Based on our data, we can reject the null hypothesis and conclude that the value of y (Height) does depend on the value of x (Girth) in black cherry trees (\(F_{1, 29}= 10.7, p = 0.003\))

lm() summary

summary(tree_lm)
## 
## Call:
## lm(formula = Height ~ Girth, data = trees)
## 
## Residuals:
##      Min       1Q   Median       3Q      Max 
## -12.5816  -2.7686   0.3163   2.4728   9.9456 
## 
## Coefficients:
##             Estimate Std. Error t value Pr(>|t|)    
## (Intercept)  62.0313     4.3833  14.152 1.49e-14 ***
## Girth         1.0544     0.3222   3.272  0.00276 ** 
## ---
## Signif. codes:  0 '***' 0.001 '**' 0.01 '*' 0.05 '.' 0.1 ' ' 1
## 
## Residual standard error: 5.538 on 29 degrees of freedom
## Multiple R-squared:  0.2697, Adjusted R-squared:  0.2445 
## F-statistic: 10.71 on 1 and 29 DF,  p-value: 0.002758

Interpretation

We reject the null hypothesis for our intercept and conclude that it is not equal to 0 (estimate = 62, SE = 4.38, t-value = 14.152, p < 0.001)

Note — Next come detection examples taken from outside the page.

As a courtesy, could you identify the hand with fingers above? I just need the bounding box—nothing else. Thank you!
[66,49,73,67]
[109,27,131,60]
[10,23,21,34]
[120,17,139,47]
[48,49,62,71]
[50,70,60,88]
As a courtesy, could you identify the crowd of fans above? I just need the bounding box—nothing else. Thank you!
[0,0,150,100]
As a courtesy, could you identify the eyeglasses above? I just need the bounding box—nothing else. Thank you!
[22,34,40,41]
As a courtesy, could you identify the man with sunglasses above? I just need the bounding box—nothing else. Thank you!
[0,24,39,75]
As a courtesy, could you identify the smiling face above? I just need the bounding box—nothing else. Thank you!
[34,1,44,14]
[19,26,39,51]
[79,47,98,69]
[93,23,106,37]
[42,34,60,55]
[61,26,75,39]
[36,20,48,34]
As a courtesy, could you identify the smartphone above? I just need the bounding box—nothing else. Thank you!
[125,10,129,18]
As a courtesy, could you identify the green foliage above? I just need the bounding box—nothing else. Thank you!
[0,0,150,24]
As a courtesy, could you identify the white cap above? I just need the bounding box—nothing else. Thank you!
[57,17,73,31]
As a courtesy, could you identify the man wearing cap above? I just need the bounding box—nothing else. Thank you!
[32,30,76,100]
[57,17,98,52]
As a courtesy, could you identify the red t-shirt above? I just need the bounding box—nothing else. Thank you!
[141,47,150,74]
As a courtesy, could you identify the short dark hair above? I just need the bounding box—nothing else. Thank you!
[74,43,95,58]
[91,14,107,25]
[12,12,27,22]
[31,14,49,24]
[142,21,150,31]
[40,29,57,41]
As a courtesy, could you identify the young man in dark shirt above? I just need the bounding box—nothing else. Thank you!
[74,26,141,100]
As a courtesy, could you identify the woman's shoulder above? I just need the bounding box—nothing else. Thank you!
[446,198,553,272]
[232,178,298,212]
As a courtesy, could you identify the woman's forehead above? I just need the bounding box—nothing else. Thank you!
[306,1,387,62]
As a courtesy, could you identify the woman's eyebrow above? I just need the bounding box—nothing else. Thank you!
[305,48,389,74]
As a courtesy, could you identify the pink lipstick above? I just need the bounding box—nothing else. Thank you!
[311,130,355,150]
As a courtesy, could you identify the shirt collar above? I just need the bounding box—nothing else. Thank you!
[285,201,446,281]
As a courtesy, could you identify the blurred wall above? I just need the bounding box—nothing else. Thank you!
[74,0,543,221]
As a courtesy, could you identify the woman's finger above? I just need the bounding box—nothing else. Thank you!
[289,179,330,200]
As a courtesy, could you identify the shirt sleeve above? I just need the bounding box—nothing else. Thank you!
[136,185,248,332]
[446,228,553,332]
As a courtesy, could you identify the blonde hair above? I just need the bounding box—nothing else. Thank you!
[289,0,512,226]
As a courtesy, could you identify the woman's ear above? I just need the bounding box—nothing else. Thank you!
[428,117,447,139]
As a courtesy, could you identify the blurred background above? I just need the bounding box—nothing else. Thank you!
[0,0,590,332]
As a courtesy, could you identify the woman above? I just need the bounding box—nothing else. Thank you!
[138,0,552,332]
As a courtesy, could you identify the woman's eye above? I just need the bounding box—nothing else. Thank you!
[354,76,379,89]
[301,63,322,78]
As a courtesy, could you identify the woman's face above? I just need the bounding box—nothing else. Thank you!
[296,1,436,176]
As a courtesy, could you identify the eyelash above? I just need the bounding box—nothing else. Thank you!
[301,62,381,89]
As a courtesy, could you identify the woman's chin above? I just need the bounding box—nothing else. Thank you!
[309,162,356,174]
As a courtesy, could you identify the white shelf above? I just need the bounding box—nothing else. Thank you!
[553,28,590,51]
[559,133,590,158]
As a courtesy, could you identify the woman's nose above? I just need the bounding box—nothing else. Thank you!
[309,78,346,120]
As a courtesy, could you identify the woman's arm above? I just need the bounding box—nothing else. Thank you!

We reject the null hypothesis for our regression coefficient (Girth) and conclude that it is not equal to 0 (estimate = 1.054, SE = 0.32, t-value = 3.272, p < 0.001)

What do the coefficients “mean”?

The intercept is the average estimated height of cherry trees when the girth is equal to 0.

The regression coefficient means that for every 1-unit increase in girth, the height of the cherry tree increases by 1.05 feet on average.

Adjusted R2

The adjusted R2 value for this model is 0.2445. This means that approximately 24% of the variation in height can be explained by the measured girth. Or, more generally this model explains ~24% of the variation in our data.

Full equation for the linear model

\[ \text{Height} = 62.03 + 1.05 * \text{Girth} \]

Estimate values from equation

Let’s say you measure the girth of a new cherry tree and it is 19.75 inches. What would you predict the height to be?

62.03 + 1.05 * 19.75
## [1] 82.7675

Now, let’s say that you measure the height of a cherry tree as 76 feet. What do you estimate the Girth will be?

First, re-arrange the equation to have Girth be isolated on one side of the = sign:

\[\frac{(\text{Height} - 62.03)} {1.05} = \text{Girth} \]

(76 - 62.03) / 1.05
## [1] 13.30476

Coda

This concludes Lab 13, and you should now be able to complete the homework assignment.